The Hawaii-based Joint Typhoon Warning Center, a US government agency that contributes data to the UN, said there was a good chance that “a significant tropical cyclone” would form within the next 24 hours and head across the Irrawaddy delta area.
The delta was pulverized by Cyclone Nargis on May 2 and May 3, leaving at least 34,273 dead and 27,838 missing, government figures show.
PHOTO: AFP
The UN says the death toll could exceed 100,000. An estimated 1.5 million to 2 million survivors are in need of emergency aid, but UN agencies and other voluntary groups have been able to reach only 270,000 people so far.
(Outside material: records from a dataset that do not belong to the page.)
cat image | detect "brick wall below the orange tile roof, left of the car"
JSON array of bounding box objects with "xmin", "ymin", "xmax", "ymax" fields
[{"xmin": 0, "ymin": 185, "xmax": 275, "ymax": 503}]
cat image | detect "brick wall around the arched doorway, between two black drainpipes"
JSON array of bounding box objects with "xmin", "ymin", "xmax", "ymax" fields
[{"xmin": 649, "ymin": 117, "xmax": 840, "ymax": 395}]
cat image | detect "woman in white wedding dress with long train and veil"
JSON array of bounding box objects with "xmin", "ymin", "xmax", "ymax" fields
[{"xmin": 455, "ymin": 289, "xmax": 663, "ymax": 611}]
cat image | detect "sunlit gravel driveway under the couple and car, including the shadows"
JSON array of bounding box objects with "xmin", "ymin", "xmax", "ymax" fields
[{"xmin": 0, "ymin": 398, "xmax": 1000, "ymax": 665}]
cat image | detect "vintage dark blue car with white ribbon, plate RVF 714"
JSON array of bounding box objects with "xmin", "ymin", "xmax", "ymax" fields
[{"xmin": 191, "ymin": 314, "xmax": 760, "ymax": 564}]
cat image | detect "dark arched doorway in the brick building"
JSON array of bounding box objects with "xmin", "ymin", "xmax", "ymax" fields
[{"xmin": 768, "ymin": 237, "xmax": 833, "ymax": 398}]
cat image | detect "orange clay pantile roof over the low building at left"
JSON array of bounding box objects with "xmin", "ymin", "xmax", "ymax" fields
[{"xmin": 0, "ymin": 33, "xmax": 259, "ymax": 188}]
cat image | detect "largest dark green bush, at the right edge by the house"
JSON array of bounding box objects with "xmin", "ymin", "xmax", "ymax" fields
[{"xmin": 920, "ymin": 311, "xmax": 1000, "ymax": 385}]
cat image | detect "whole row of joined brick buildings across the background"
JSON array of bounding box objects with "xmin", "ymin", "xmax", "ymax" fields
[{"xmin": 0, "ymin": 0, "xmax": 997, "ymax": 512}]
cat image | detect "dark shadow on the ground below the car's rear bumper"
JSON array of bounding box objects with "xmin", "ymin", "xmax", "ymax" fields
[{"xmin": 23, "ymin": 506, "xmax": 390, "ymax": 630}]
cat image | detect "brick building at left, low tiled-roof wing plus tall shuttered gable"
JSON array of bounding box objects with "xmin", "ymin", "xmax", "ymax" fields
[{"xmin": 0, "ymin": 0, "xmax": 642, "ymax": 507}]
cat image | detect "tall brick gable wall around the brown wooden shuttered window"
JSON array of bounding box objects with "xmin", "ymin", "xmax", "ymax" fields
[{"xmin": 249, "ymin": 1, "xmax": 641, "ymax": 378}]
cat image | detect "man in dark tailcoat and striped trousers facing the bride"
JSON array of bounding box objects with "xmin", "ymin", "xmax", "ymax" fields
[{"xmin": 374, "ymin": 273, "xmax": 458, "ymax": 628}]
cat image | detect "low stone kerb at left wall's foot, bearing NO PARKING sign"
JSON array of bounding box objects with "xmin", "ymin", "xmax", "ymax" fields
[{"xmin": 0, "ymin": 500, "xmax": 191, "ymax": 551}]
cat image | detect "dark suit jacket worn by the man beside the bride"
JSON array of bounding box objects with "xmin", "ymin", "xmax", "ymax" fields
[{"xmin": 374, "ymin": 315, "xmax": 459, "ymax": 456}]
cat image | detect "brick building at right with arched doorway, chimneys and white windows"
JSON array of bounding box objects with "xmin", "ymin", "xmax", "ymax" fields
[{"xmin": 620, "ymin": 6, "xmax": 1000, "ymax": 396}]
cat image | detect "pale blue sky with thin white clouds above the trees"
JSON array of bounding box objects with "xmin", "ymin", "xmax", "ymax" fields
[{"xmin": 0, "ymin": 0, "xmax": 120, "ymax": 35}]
“They are already weak,” said Amanda Pitt, a spokeswoman for the UN Office for Humanitarian Affairs.
A new storm will impact on “people’s ability to survive and cope with what happened to them ... This is terrible,” she said.
Bottlenecks, poor logistics, limited infrastructure and the military government’s refusal to allow foreign aid workers have left most of the survivors living in miserable conditions without food or clean water.
The news of a second cyclone was not broadcast by Myanmar’s state-controlled media. But Yangon residents picked up the news on foreign broadcasts and on the Internet.
Johnny Chan (陳仲良), a tropical cyclone expert with City University of Hong Kong, said the new cyclone would not be as severe as Nargis.
“There will be a lot of rain, but the winds will not be as strong,” he said.
Soldiers have barred foreign aid workers from reaching the hardest-hit Irrawaddy delta, but the junta gave access to an International Red Cross representative who returned to Yangon on Tuesday.
Thai Prime Minister Samak Sundaravej flew into Yangon yesterday to try to persuade the junta to grant visas to foreign disaster experts.
Joining other individual and institutional donors around the world, Hollywood stars have donated US$250,000 for survivors through Save the Children. The global aid agency said Not On Our Watch, a nonprofit group founded by actors George Clooney, Matt Damon, Brad Pitt and others, has also pledged more donations over a one-year period.